A simple way to make a child understand how to solve equations is thinking of the problem as a balance, where each side has to remain balanced and the equals sign acts as a pivot.

**Three steps to solving problems efficiently: **

Sometimes you will see a problem and there will instantly be a roadmap to the solution running through your mind. At other times, you’ll be so confused that you might get the feeling, “Have I ever even studied algebra?”. These are few steps to keep in mind while attempting the problem that may make it a lot easier to get to the solution:

**1- Clear your perception about the problem **

- Try figuring out where you stand with regards to the problem.
- Be precise while reading the question.
- Identify the known and the unknown quantities.
- Start thinking about the techniques that could be useful, and the kinds of answers you may expect to find.

**2- Break up the problem into a set of smaller sub problems **

A perplexing problem is often just several simple questions stuck together.
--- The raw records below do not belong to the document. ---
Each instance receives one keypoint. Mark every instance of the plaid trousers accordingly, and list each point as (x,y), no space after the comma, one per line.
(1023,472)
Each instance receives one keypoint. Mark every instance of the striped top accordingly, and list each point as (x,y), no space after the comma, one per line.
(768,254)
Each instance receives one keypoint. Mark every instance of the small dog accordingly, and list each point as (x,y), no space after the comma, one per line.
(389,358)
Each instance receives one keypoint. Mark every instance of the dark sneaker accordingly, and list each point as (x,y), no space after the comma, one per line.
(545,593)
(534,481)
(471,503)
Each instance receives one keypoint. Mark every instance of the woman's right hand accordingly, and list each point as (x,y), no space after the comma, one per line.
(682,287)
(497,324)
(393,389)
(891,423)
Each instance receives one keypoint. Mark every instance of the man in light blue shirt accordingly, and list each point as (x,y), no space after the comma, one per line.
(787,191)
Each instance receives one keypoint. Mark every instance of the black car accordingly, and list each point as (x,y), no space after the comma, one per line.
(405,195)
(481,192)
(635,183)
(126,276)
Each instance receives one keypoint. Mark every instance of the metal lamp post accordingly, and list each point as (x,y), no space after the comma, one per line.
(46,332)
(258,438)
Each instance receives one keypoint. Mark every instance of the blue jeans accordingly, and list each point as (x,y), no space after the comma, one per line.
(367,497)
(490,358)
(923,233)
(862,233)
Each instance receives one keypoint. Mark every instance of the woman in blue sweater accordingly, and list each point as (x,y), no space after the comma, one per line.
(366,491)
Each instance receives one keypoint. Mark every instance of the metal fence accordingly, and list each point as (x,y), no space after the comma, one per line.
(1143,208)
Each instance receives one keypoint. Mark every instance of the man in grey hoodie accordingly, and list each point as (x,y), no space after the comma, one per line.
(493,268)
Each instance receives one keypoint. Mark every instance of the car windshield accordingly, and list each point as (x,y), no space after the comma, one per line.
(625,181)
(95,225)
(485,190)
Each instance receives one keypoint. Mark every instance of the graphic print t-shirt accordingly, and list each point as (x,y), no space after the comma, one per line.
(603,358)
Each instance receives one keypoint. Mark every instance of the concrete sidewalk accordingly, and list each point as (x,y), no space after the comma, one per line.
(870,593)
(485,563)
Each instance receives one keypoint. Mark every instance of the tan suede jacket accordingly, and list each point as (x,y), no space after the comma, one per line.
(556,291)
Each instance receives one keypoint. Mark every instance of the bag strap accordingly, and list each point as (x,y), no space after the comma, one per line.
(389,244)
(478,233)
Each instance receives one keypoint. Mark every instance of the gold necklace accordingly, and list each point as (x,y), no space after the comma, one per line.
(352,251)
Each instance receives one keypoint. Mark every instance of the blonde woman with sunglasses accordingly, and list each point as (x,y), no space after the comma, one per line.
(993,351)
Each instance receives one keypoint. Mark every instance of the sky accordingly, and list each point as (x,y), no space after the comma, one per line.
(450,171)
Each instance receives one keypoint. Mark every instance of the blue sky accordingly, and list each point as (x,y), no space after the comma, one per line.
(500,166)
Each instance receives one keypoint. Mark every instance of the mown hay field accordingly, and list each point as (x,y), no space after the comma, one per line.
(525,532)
Maybe you do not know how to find all the variables all at once, but you might be able to figure them out one at a time.

**3- Don’t abandon the problem **

As you keep examining your problem from different angles, you’ll find the answer eventually. Take a second to step back from time to time and look it over in a different way. Try going back over your notes. Sooner or later, you’ll find the right solutions.

**Developing new study styles**

As the module materials are all online, one should learn to make the most of the tools available on the computer and develop new study habits incorporating them, such as:

- Reading the module materials on the computer or mobile device, rather than printing them out.
- Making notes on the computer using online or offline annotation software.
- Being aware of when one needs to be online and able to download material and work offline.

You may be used to annotating your study books with a pen or highlighter, and you can do this electronically in PDF documents and web pages. And also one can bookmark various websites for future reference.

**Digital learning**

In today’s digital world, the use of technology can be a critically important tool in helping students develop all kinds of skills. Technology has become an essential tool for teaching and

math in particular is benefited as it can be used to show students a variety of ways to approach mathematical ideas and processes, allowing teachers to deviate from traditional models of instruction that students may find less engaging.

If teachers are able to use technology to engage students in mathematics and encourage them to cultivate math skills and understand the conceptual parts in depth, it will go a long way towards preparing students to succeed in the careers of the future.